Ilmuwan China Ciptakan Teknologi AI Militer dengan Manfaatkan Teknologi Meta

BEIJING – Ilmuwan China memanfaatkan model Llama 13B dari Meta serta menambahkan parameter dia sendiri untuk menciptakan alat kecerdasan buatan (AI) yang mana ditujukan untuk program militer.
Sebuah lembaga penelitian terkenal dalam China, yang mana terkait dengan Tentara Pembebasan Rakyat (PLA), menggunakan model Llama milik Meta yang mana dapat digunakan secara bebas, untuk mengembangkan alat kecerdasan buatan atau Kecerdasan Buatan yangberpotensi digunakan di perangkat lunak militer, menurut tiga dokumen akademis serta analisis.
Dalam sebuah makalah yang ditinjau oleh Perusahaan Berita Reuters pada Juni, enam peneliti dari China, menjelaskan pengaplikasian versi awal Llama karya Meta sebagai fondasi untuk pengembangan alat yang tersebut mereka sebut “ChatBIT.” Peneliti yang disebutkan berasal di tiga lembaga, termasuk dua di area antaranya berada di tempat bawah badan penelitian utama PLA, Akademi Pengetahuan Militer (AMS),
Para peneliti memanfaatkan model Llama 13B dari Meta juga menambahkan parameter mereka itu sendiri untuk menciptakan alat kecerdasan buatan (AI) yang mana ditujukan untuk perangkat lunak militer.

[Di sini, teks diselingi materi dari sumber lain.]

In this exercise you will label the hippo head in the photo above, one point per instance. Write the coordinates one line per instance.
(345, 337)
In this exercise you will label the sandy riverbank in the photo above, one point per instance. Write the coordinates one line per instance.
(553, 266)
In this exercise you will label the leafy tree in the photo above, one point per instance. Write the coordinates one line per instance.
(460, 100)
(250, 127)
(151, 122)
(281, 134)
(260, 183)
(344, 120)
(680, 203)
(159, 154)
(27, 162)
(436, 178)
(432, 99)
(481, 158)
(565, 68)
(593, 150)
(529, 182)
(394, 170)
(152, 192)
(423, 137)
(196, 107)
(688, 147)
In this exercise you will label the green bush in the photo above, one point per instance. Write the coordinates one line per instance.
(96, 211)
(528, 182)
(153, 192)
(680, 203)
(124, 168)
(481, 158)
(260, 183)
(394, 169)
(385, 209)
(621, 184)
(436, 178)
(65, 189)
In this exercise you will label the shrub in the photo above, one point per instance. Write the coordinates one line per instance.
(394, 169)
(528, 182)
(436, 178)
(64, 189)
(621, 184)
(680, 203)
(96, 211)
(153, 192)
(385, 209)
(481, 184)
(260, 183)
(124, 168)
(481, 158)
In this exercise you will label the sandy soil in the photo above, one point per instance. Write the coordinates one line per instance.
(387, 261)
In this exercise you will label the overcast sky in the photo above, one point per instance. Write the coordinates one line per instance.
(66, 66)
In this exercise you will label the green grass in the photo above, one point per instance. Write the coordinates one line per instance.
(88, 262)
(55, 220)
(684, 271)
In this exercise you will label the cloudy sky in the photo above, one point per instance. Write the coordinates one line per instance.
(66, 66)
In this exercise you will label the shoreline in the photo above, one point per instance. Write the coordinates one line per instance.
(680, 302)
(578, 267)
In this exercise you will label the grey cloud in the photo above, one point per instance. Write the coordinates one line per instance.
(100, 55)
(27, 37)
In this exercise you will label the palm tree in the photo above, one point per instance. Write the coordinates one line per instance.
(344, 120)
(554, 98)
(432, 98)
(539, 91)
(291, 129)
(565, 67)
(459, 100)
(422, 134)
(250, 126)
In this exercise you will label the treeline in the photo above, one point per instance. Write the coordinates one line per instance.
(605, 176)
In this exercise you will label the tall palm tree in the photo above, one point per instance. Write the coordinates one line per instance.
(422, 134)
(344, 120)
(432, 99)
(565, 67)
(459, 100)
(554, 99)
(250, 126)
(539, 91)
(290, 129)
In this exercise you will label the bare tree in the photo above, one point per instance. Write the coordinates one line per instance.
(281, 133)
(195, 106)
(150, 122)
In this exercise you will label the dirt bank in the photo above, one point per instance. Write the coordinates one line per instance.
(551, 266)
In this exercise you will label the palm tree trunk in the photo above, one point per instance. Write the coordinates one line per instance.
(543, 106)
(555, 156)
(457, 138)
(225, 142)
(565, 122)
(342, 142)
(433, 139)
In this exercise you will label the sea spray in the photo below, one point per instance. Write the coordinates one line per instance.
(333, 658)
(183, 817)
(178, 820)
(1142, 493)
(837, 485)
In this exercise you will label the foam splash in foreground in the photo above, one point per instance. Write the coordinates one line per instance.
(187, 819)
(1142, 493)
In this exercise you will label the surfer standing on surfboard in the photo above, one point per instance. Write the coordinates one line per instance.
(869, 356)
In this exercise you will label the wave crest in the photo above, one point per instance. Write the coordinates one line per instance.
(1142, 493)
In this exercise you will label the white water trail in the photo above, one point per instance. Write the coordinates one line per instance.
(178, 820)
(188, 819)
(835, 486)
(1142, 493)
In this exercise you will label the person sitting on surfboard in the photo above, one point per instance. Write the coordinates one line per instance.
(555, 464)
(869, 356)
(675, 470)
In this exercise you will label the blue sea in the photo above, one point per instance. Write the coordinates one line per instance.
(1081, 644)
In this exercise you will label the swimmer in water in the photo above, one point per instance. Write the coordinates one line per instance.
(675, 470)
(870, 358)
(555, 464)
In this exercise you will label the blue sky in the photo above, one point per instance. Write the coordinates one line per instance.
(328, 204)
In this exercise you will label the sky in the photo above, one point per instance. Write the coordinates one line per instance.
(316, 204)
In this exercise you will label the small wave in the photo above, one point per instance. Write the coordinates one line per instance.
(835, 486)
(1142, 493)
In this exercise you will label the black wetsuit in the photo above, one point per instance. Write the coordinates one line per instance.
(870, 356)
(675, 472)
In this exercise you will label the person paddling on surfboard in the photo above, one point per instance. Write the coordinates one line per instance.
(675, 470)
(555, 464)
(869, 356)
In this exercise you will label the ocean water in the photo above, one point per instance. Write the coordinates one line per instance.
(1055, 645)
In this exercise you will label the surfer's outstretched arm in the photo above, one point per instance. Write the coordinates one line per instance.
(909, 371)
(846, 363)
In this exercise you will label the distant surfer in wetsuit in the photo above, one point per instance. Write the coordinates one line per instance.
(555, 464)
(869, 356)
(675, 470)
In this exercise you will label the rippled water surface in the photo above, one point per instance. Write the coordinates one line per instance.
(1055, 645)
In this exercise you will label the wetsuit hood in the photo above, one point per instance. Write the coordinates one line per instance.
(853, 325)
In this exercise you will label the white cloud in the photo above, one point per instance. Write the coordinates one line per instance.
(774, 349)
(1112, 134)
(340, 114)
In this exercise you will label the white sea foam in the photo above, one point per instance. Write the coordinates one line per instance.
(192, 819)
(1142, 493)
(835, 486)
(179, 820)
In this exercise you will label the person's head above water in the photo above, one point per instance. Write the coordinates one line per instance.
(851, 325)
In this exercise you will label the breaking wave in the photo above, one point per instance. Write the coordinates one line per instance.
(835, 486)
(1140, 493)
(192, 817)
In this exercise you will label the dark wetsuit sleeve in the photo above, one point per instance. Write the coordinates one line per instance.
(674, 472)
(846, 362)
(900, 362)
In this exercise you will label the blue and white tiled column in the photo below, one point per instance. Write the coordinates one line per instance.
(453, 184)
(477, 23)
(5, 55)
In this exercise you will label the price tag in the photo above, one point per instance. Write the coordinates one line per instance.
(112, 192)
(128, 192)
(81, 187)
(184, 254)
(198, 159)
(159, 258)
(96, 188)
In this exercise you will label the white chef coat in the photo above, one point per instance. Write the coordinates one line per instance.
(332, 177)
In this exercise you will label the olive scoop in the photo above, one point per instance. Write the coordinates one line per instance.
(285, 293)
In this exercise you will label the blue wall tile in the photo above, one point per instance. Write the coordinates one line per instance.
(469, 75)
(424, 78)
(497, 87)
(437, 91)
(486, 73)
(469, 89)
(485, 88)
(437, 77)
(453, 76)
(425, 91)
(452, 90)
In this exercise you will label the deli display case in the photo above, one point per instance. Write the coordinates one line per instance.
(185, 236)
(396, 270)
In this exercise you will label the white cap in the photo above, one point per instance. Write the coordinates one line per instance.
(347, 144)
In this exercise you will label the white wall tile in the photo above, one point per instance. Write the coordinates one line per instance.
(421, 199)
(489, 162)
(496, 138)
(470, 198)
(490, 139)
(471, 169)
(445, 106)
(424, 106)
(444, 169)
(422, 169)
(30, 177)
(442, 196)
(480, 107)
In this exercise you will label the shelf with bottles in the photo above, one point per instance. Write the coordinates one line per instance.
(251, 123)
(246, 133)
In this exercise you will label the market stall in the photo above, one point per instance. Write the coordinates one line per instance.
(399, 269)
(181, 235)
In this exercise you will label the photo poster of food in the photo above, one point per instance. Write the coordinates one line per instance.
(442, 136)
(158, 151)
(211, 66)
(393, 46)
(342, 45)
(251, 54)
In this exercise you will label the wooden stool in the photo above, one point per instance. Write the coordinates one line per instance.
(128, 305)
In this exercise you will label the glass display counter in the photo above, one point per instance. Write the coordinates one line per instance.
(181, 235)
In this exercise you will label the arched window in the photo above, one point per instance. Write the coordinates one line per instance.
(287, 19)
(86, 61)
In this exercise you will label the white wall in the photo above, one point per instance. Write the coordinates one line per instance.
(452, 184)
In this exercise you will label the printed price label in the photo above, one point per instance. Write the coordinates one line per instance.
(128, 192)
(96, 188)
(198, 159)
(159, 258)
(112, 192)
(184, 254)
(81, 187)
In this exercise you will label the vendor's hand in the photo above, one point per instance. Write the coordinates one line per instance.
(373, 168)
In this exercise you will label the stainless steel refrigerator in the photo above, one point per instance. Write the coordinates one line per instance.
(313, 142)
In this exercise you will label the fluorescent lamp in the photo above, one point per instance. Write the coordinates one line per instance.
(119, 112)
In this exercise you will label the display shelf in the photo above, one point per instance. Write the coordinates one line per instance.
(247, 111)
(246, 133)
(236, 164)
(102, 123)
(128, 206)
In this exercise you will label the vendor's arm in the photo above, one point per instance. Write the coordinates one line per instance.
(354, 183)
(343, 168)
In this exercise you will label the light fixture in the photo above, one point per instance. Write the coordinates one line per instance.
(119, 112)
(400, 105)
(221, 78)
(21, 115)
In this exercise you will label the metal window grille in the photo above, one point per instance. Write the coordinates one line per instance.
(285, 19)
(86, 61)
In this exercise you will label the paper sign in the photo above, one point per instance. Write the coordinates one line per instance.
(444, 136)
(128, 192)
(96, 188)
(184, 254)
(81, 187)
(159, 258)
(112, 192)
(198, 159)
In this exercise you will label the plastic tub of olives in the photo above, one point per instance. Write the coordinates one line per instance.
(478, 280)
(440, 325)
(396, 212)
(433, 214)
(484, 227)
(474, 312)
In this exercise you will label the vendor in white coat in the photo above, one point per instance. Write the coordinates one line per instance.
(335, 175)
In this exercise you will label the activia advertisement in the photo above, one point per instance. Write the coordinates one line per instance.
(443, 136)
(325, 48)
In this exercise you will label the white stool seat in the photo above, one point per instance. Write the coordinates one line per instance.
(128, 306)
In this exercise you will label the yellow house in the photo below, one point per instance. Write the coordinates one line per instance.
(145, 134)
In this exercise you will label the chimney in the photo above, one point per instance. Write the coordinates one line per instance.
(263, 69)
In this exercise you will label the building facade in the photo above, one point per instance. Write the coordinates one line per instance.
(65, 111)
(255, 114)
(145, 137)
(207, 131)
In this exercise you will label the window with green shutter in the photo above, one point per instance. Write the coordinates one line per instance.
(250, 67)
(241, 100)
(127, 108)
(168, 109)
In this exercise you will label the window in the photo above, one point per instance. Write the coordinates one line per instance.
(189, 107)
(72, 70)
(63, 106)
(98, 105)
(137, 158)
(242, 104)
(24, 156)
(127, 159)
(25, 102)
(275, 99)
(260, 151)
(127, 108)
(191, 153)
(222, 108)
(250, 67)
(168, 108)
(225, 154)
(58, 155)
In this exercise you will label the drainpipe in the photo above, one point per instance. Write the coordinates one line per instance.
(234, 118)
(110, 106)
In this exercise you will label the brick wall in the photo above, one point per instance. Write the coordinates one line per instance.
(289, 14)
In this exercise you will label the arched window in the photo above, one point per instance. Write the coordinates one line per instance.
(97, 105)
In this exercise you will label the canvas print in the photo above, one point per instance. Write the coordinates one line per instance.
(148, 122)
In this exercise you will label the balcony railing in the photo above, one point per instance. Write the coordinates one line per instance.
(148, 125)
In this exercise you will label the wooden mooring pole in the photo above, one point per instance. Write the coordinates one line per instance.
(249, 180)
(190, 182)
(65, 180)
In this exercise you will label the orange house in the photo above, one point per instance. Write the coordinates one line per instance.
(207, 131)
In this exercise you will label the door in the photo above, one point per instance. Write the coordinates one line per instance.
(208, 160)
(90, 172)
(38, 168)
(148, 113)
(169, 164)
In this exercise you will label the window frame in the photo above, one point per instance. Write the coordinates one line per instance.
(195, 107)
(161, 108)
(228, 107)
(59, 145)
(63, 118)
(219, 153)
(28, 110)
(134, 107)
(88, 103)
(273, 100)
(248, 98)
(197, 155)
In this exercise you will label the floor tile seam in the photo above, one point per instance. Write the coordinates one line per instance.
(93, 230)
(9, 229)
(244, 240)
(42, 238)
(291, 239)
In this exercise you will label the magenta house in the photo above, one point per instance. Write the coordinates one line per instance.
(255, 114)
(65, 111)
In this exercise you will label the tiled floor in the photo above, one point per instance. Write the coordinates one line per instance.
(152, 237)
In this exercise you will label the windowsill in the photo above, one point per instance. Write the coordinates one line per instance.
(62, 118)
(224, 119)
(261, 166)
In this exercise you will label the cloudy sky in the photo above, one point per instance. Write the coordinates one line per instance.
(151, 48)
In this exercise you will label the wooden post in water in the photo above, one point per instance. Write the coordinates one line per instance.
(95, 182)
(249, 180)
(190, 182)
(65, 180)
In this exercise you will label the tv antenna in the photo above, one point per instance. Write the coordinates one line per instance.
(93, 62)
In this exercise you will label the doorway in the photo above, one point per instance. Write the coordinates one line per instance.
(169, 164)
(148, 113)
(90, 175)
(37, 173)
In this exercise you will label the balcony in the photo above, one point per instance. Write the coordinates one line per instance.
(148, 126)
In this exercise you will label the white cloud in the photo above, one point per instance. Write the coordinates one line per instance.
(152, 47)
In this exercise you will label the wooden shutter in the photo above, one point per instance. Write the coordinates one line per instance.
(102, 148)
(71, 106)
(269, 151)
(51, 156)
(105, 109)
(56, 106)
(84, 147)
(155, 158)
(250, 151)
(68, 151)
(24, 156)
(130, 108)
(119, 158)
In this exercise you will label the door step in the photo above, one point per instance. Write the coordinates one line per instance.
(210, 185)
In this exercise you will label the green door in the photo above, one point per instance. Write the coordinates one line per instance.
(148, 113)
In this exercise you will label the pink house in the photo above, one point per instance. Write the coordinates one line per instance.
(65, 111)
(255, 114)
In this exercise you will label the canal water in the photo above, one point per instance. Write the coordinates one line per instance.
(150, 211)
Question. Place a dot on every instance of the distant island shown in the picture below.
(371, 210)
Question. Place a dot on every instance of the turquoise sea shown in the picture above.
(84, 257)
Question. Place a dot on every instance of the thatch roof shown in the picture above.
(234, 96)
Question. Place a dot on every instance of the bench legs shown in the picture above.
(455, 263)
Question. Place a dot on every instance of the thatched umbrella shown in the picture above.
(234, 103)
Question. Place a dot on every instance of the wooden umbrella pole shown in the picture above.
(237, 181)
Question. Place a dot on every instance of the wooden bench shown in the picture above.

Alat ini diharapkan mampu mengoleksi lalu memproses data intelijen dan juga menyediakan informasi yang digunakan akurat serta dapat diandalkan untuk memperkuat pengambilan keputusan.
Para peneliti juga mengoptimalkan kemampuan ChatBIT untuk berdialog juga melakukan tanya jawab di tempat bidang militer. Agen percakapan itu dinyatakan unggul dibandingkan beberapa model Artificial Intelligence lainnya, bahkan disebut miliki kemampuan sekitar 90 persen lebih besar baik daripada ChatGPT-4 milik OpenAI.
Namun, para peneliti tiada menjelaskan tambahan lanjut mengenai kriteria pengukuran kinerja atau penyelenggaraan model Teknologi AI tersebut.
Meta sudah pernah meluncurkan banyak model AI, termasuk Llama, untuk publik. Namun, penggunaannya memang benar dibatasi, salah satunya apabila memiliki tambahan dari 700 jt pengguna, pengguna harus mendapatkan izin dari Meta.
Meta juga melarang pemanfaatan AInya untuk tujuan militer, perang, bidang atau aplikasi mobile nuklir, dan juga spionase. Selain itu, juga untuk kegiatan yang mana terkait dengan ekspor pertahanan Amerika Serikat, termasuk pengembangan senjata lalu konten yang dimaksud bertujuan untuk menghasut atau berisi kekerasan.
Namun, sebab model-model dari Meta bersifat terbuka untuk umum, perusahaan ini memiliki kemampuan terbatas untuk meyakinkan aturan itu dapat dijalankan.